Is it smart to buy a house with no money down?

Let’s say you do qualify for a no-down-payment loan and/or get others to pick up the closing costs. Is avoiding putting money down a good idea?

Pros:

  • Preserve your savings: You can avoid depleting your reserves and keep more cash on hand. “Making no down payment [also] means the bank takes all of the monetary risk and the buyer takes little of the risk. By saving most of your money as cash instead of making a large down payment, you retain your cash in your possession in case anything breaks or goes wrong” in the house, says Mathew Pezon, owner of Pezon Properties, an Easton, Penn.-based cash-for-homes buyer.
  • Buy sooner: “There are housing markets that are still appreciating in price. Purchasing a house sooner due to a no-down-payment mortgage allows the buyer to participate in all of the upside of appreciation and paydown of principal, with no money out of pocket,” Pezon says.
  • Better terms: In some cases, the government-backed mortgages may offer more competitive or generous terms a conventional home loan.

Cons:

  • Extra fees: You’ll pay a funding fee between 1.4 percent and 3.6 percent to secure a VA loan, depending on whether you put any money down and if it’s your first use. USDA loans carry an upfront guarantee fee of 1 percent of the total loan amount, followed by an annual fee of 0.35 percent (both rates are for this fiscal year). Lender-paid-cost loans often have extra or higher administrative fees too.
  • Little equity: No down payment, no direct ownership — and without ownership, you have no equity in the home. Starting from zero or near-zero, it’ll take longer to build it up. Plus, you risk becoming underwater on your loan if there’s a downturn in the real estate market and your home loses value. “If the property value declines, the borrower may end up owing more than the house is worth,” says Boyd.
  • Private mortgage insurance: You may be responsible for private mortgage insurance (PMI) if you choose a non-government-backed zero-down- payment mortgage. This insurance protects the lender in case you default on your loan, but it can add hundreds of dollars to your monthly payments, Boyd adds.
  • Higher interest:  Commercial zero down payment mortgages and no-closing-cost mortgages often carry higher interest rates than traditional mortgages. Plus you’ll be borrowing a bigger amount. Overall, you’ll be paying more interest over the loan’s lifetime.

FAQs

  • Generally, you’ll need a 640 for USDA loans and a 620 for VA loans. It depends on the lender and loan program you select, as some may have overlays or more stringent credit score requirements.

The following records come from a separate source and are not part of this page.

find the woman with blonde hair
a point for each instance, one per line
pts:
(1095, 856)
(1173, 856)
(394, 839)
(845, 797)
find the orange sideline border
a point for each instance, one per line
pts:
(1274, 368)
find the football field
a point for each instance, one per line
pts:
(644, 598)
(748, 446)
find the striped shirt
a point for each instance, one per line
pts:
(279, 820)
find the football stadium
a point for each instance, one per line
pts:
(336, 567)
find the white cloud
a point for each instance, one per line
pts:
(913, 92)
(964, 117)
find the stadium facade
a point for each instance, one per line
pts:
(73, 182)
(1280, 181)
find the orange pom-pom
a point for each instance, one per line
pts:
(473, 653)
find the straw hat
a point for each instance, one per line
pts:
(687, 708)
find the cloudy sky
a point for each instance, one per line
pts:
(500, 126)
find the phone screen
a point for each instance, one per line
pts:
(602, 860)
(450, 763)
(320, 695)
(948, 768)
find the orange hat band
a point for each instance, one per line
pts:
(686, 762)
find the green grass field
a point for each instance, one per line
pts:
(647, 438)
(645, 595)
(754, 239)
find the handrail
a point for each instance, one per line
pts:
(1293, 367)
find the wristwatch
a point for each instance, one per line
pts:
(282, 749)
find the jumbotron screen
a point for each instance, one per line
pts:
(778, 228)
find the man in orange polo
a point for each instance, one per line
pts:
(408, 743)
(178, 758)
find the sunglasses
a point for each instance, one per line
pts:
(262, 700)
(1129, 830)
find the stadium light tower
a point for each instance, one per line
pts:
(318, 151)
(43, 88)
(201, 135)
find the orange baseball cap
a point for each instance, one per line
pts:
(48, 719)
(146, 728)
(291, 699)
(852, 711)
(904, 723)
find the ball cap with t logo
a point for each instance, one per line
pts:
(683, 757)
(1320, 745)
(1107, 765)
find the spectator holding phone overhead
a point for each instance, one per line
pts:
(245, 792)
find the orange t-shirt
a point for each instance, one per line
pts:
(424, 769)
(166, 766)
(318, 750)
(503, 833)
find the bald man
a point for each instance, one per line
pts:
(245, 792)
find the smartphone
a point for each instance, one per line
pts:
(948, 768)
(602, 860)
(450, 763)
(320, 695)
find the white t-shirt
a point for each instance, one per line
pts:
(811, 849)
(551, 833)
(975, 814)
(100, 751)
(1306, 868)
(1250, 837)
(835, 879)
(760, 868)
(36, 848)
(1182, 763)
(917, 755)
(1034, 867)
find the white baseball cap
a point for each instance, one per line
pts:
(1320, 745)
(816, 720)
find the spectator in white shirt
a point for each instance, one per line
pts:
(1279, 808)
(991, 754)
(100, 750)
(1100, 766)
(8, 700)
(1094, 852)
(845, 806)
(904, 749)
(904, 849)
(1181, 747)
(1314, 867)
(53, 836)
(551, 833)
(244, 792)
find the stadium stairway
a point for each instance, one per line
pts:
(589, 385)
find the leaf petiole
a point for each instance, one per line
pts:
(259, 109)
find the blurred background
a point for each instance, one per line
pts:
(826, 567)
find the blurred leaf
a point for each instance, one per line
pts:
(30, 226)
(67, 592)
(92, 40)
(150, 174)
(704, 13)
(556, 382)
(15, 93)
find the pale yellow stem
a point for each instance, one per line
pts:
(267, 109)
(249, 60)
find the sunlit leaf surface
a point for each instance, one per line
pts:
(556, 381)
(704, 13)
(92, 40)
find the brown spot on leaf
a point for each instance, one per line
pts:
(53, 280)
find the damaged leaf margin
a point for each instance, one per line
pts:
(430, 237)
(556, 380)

    Private lenders offering no down payment mortgages typically prefer borrowers with excellent credit scores (in the mid-700s).
  • If a no-down payment mortgage doesn’t seem possible for you, consider some low-down-payment alternatives. Among conventional loans, these include the Conventional 97 mortgage, Home Possible mortgage or HomeReady mortgage offered by Fannie Mae and Freddie Mac. The minimum down payment requirement is just 3 percent for these loans.

    FHA loans, backed by the Federal Housing Administration, have a slightly higher minimum down payment requirement of 3.5 percent but are far more flexible than conventional mortgages, in that your credit score can be lower than the 620 or so Fannie and Freddie require. However, you’ll have to put down 10 percent if your credit score is between 500 and 579.

    The Good Neighbor Next Door (GNND) program caters to homebuyers working in the public sector and requires a down payment of only $100.
  • Yes, there are down payment assistance loans to help make homeownership more accessible to some borrowers. There are low-interest loans payable over a few years and interest-free deferred-payment loans payable when the home is sold or refinanced.

    You may also qualify for a forgivable loan. It’s a second mortgage in which the lender waives the balance if you remain in the home and make timely payments for a set period.